Traduciendo los sentimientos

viernes, 1 de abril de 2011

Un homenaje en vida a los hombres de Fukushima

Y de pronto sus vidas se truncaron y se rompió la monotonía de los días. Bendita monotonía pensaban ahora que se había esfumado por completo. Bajo sus pies todo se cimbreó los suelos se resquebrajaron, las paredes se agrietaron y los techos derrumbados sobre sus cabezas vinieron a poner el colofón a los momentos de pánico. El agua inundó las calles, se metió entre los escombros y arrasó más de una vida que se debatía por proseguir, aferrada a cualquier cosa que pudiera servir de anclaje. Lo peor no quedó ahí, porque fuera, la mole incandescente construida en una zona poco segura amenazaba con devolver como respuesta a tal sacudida una bocanada de humo contaminado de partículas letales.

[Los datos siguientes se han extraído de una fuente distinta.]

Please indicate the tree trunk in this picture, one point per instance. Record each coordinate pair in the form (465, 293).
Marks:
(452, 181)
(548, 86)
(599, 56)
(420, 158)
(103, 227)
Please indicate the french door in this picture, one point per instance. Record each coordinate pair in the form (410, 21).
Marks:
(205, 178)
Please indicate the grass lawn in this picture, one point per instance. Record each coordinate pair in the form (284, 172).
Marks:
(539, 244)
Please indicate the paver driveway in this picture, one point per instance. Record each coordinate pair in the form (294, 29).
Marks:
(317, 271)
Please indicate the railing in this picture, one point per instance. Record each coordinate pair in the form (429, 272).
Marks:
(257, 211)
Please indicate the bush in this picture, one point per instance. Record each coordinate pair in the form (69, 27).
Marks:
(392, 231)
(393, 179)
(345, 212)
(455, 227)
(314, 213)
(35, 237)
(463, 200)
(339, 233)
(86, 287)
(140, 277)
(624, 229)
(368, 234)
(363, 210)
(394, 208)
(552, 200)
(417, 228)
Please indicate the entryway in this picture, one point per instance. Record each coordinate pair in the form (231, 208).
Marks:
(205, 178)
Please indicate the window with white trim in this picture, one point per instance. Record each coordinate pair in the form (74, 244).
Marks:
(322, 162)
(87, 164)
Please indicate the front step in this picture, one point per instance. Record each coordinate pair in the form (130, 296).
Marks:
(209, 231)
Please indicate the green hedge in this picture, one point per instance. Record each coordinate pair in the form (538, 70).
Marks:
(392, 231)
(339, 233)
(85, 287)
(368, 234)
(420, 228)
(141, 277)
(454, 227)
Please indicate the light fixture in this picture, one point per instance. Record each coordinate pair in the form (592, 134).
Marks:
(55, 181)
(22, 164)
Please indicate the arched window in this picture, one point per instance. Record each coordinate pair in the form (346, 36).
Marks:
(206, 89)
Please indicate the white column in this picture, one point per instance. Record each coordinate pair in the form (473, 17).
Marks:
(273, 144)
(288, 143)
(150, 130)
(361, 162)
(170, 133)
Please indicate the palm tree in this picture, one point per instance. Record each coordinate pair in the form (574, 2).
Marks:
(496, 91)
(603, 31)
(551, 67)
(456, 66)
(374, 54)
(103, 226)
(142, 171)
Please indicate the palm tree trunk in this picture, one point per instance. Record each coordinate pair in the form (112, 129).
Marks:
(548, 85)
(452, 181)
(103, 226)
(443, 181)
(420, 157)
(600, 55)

Las personas que hasta ese momento se quejaban de cosas banales, de las que nos quejamos los humanos todos los días, quisieron poder quejarse de lo mismo de siempre, quisieron abrir los ojos por fin y despertar de aquel sueño de niñez en que de pronto caían por un precipicio o de ese otro en que bajaban los veinte escalones de una vez , incitándoles a dar un salto en la cama, pero esta vez, el sueño se eternizaba, el impacto contra el suelo dolía y la escaleras se rompían bajo sus pies dejándolos colgados de la nada.
Algunos hombres, corrieron hacia la boca del monstruo para apagar su sed, trajeron agua fresca de pueblos vecinos para evitar su ira, lo acorralaron para atajar su expansivo movimiento, se quemaron la piel en el destello invisible de luz que provocaba su reacción violenta e incontrolada, expusieron su cuerpo siendo conscientes en todo momento de que en breve éste dejaría de responder a la llamada de la vida.
Mientras y aún siendo testigos de tanto dolor y tanta muerte anunciada, la clase política estará pensando en "representar" un fastuoso homenaje al valor y el honor de esos ciento ochenta hombres que en turnos de cincuenta trabajan sin descanso por el bien de la Tierra.
Sobre la mesa, los informes de la conveniencia o no de instalar o cerrar centrales nucleares, quedarán acallados hasta que la nube ardiente deje de sobrevolar sus cabezas, a sabiendas de que cuando esto ocurra se habrá depositado bajo sus pies, sobre el suelo que nos alimenta, sobre el agua que mitiga nuestra sed.
Sin embargo, hoy, ahora, en este mismo instante el sentimiento de solidaridad para con esos hombres, el deseo de enviar una energía que no tenga nada que ver con la nuclear y que pueda curar sus heridas impresas en sus genes y en su alma generosa es lo que me ha movido a escribir este párrafo como homenaje en vida a los ya conocidos héroes de Fukushima.